Oh, and if you add up my guess at 13 strings of Series LEDs (0.025A each) and add one more single LED in parallel you get 13 * 0.025 +0.025 = 0.350Amps.


----------



## tommyheadleycox (Oct 15, 2010)

Thanks everybody. NOW I get it! You all explained things clearly. BTW - here are some things y'all said that helped me a lot and will help others.
"Having settled the voltage, I'd wire enough LED's in series to equal the voltage, then as many of those arrangements in parallel as is needed to provide the light output." (Thanks, Dave)

"Wiring in Series does not take more Current. In Series you will have to increase the Voltage to cause the same amount of Current to flow. Wiring them in Parallel will take more Current from the power source, but the Voltage needed will remain the same. Either way, the Power (Wattage) will increase by the same amount." (Thanks, Semper. BTW - the "design a circuit" application drew a circuit EXACTLY as you described)

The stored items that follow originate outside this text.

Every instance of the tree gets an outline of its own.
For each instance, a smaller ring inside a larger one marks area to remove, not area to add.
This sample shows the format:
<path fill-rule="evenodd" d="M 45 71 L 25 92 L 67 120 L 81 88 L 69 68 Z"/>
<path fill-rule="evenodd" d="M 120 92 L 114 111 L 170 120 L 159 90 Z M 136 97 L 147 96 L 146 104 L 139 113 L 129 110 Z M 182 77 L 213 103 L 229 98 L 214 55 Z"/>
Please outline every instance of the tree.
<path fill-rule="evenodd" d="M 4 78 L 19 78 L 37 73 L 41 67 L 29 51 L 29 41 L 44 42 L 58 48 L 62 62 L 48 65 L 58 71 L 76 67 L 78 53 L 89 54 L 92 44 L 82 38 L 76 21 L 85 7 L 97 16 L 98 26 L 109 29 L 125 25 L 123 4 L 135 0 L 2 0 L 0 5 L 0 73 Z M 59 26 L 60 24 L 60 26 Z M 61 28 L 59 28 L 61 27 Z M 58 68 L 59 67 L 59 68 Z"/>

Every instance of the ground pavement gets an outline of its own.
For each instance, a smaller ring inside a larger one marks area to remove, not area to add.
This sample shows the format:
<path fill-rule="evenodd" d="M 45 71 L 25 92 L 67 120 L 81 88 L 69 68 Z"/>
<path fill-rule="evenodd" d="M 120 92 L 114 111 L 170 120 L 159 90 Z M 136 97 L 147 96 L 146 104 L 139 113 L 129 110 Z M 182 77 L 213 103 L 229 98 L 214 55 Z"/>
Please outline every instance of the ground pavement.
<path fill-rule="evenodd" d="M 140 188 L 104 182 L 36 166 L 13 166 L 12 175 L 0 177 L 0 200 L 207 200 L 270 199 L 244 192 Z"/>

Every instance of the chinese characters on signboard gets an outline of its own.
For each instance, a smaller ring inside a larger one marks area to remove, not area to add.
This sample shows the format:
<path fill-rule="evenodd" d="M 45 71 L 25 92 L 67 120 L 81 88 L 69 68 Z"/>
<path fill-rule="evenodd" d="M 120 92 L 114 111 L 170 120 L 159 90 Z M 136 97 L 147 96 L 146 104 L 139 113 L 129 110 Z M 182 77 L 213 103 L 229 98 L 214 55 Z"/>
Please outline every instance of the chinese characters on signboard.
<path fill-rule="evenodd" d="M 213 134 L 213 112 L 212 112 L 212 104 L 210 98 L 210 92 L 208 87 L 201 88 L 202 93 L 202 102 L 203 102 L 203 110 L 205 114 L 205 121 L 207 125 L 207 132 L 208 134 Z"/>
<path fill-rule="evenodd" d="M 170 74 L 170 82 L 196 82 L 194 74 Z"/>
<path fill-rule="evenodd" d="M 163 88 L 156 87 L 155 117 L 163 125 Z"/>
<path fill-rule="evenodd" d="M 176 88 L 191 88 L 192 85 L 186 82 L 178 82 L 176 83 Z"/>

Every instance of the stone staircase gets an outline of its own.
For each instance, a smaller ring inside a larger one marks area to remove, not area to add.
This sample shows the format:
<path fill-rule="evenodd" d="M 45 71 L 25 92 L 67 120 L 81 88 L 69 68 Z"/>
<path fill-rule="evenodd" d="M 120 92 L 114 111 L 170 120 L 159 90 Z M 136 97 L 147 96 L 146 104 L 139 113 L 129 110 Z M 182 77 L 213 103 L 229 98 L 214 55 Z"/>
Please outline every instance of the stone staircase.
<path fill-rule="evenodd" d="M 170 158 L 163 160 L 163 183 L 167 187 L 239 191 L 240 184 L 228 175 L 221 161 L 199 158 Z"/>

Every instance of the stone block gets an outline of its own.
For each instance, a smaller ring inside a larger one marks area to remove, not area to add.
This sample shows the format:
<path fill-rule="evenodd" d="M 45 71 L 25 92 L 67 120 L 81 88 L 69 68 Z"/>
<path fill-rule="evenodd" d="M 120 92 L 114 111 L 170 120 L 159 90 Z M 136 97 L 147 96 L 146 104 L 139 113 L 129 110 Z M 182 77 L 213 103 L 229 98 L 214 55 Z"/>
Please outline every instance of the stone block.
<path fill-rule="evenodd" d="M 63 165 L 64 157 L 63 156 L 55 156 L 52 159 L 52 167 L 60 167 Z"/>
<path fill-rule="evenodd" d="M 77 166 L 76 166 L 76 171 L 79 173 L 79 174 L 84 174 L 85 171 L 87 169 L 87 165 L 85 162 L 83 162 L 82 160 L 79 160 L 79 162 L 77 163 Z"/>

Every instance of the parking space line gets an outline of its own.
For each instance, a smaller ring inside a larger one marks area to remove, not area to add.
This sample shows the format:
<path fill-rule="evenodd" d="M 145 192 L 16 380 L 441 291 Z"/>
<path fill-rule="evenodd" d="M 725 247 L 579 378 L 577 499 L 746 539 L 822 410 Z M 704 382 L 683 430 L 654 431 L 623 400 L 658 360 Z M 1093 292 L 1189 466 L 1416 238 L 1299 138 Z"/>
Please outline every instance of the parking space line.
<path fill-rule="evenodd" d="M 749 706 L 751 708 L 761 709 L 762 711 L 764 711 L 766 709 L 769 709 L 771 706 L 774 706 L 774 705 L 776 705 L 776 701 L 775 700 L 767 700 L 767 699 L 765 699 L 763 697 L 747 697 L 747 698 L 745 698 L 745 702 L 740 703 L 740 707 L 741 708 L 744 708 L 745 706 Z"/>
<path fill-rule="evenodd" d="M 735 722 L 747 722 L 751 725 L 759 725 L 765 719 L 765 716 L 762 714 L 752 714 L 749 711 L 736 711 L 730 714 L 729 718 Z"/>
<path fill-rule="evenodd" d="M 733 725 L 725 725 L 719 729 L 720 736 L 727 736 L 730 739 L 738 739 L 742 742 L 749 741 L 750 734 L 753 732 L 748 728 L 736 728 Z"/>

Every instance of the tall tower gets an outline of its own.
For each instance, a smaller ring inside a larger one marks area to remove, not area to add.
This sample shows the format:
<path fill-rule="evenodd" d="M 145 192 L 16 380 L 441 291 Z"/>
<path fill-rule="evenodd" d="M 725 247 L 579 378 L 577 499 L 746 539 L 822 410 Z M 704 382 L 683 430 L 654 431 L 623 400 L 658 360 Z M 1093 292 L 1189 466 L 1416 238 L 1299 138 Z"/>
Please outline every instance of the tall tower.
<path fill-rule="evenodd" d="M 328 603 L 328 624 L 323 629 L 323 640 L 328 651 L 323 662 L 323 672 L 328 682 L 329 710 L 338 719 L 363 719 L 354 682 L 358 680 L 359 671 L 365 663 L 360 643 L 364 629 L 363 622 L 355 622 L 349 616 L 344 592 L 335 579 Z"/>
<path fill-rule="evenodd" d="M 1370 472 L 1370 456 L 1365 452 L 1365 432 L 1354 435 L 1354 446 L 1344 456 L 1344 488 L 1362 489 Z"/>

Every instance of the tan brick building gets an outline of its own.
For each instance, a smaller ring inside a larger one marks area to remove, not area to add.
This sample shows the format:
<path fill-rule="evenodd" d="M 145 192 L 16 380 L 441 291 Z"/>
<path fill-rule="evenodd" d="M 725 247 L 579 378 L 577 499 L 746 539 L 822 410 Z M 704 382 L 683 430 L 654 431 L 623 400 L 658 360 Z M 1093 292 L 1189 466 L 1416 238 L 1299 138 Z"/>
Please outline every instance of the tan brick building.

And thanks to everybody else too! Now I can sit down with a pencil and paper and calculate any scenario.
Tom


----------



## Dan Pierce (Jan 2, 2008)

Where are you getting the 12 volts from???
If a regulated supply then the calculations above are great, but if an unregulated wall type supply then the voltage can be as high as 15 volts and goes close to 12 volts only at a full load!!!!!
SO, make the resistor larger, if 3 leds in series then the 84 ohm can be 120 or 1even 150 ohm. A little less current will hardly make a brightness difference.


----------



## Paul Burch (Jan 2, 2008)

I would set up a test circuit and play with the resistance some. You may find that you don't need to drive the leds at full current. Sometimes they are too bright at full power.


----------



## MyMiniatureWorlds (May 3, 2015)

Paul Burch said:


> I would set up a test circuit and play with the resistance some. You may find that you don't need to drive the leds at full current. Sometimes they are too bright at full power.


Experimenting is definitely the way to go. They will be too bright at full power, but it's also very easy to make them too dim (and lose the "effect").

See my post here: http://my-miniature-worlds.blogspot.com/2015/09/interior-lighting-tuning.html


----------



## CliffyJ (Apr 29, 2009)

You also might want to consider the pre-wired tape,
http://www.amazon.com/gp/product/B006079BCK

Every 3rd led, you can cut it; and there are solder pads there, ready to hook up to 12vdc supply. The resistors are baked in.

Cliff


----------



## Greg Elmassian (Jan 3, 2008)

Agreed, MUCH easier, and cheap, available in different whites, etc.

Greg


----------



## dpotp (May 25, 2011)

Those lights are what I've been looking for. Has anyone used these? How reliable are they and what color would be best for passenger cars. I have a hard time with colors since I'm so color blind.


----------



## Greg Elmassian (Jan 3, 2008)

they work well, are inexpensive, and you can get them in different temperatures.

2700k is like incandescent lighting... the higher the number the whiter/more blue the color.

cool white flourscents are about 4100k for reference, 6000k is like halogen.

Greg


----------



## dpotp (May 25, 2011)

Thanks Greg.


----------



## East Broad Top (Dec 29, 2007)

Here's a chart showing color temperatures:










Later,

K


----------



## CliffyJ (Apr 29, 2009)

The warm white I cited is 3000k, but here's a 2700k:

http://www.amazon.com/dp/B002Q907EW

You can also get amber color:

http://www.amazon.com/dp/B00T1DL9NE


----------



## Naptowneng (Jun 14, 2010)

I just used them for coach lighting. Pleased so far. Using a23 battery under car. Batt life TBD

Jerry


----------



## Greg Elmassian (Jan 3, 2008)

Normally warm white is defined as 2700k, but I do see 3000 and 3100 labelled warm white... I have tried a number of different temperatures in my house, and learned a bunch when I tried to keep incandescents, flourscents and halogens the same temperature...

Greg


----------